Sleep habits are as hard to change as TV viewing habits.  I have found that patients need to be really serious about changing their insomnia.  I suggest such radical methods as to try wedging something between their bedroom door and the floor to block external light and sound, or to stop drinking coffee after a certain hour.  Caffeine is a potent stimulant but a poor soporific.

I try to be positive, encouraging patients to construct comforting rituals.  Reading is good if the book is soothing — or even dull.  I tell the Bible readers this is not a time to dwell on the Book of Revelations, but a really good time for the Beatitudes.

Repetitive or ritualistic things help.  You can, in fact, condition yourself to sleep, the same way that an experimental animal can learn to press a lever and expect food to be delivered.
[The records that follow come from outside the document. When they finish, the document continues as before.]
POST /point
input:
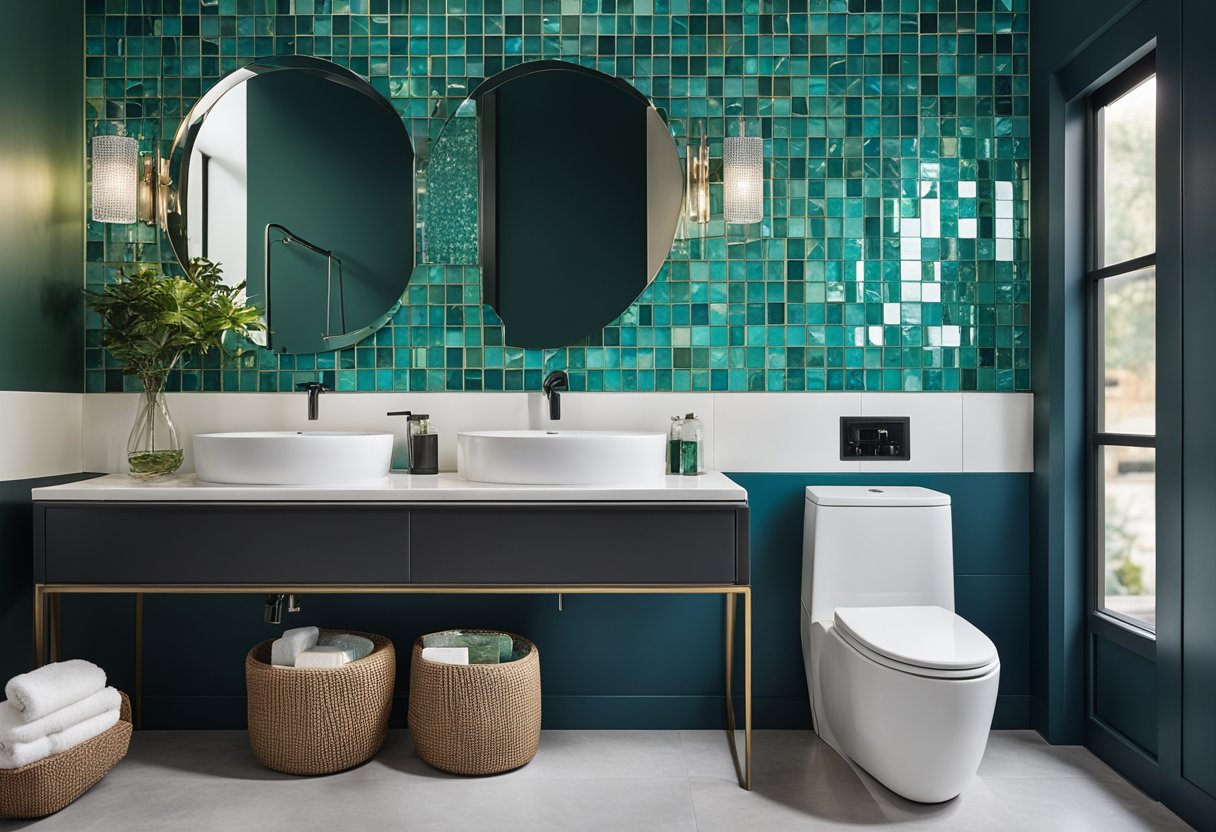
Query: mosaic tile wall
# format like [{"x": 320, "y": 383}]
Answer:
[{"x": 894, "y": 254}]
It is hard to say exactly how many people in the United States are struggling with insomnia, but there seem to be quite a few.  Some sources estimate one out of every eight people in the country. I remember reading a report quite a while ago that sleep deprivation – insomnia — was likely responsible for more traffic accidents than drunk driving.

Frankly, since statistics are hard to get, lots of people lie – especially about their drinking. Alcohol can screw up someone’s sleep wake cycle for a year or so even after someone stops imbibing. It is hard to tell how much alcohol is to blame.

Sleep is a problem for a lot of people. I think sleep hygiene is important, even if it seems to be unfashionable to think about it.  I had someone tell me once it was “common sense.”  The patient who told me about that had not, of course, thought about it until after I asked. Besides – as Horace Greeley said — common sense is decidedly uncommon.

At any rate, I absolutely refuse to believe that sleep problems are due to any kind of chronic lack of easily addictive prescription drugs. Sleep is multifactorial, complex, and necessary. People who do not sleep may not die, but they can get pretty wacky after enough of a lack of sleep.  Sleep is necessary for human function.

Sleep deprivation, whether insomnia or being kept from sleeping for some reason, has been linked with multiple conditions. The treatment of insomnia is only one of many places in medicine where expensive procedures, such as sleep studies in a specialized laboratory, can sometimes be rendered unnecessary by the intelligent use of a doctor-patient interview.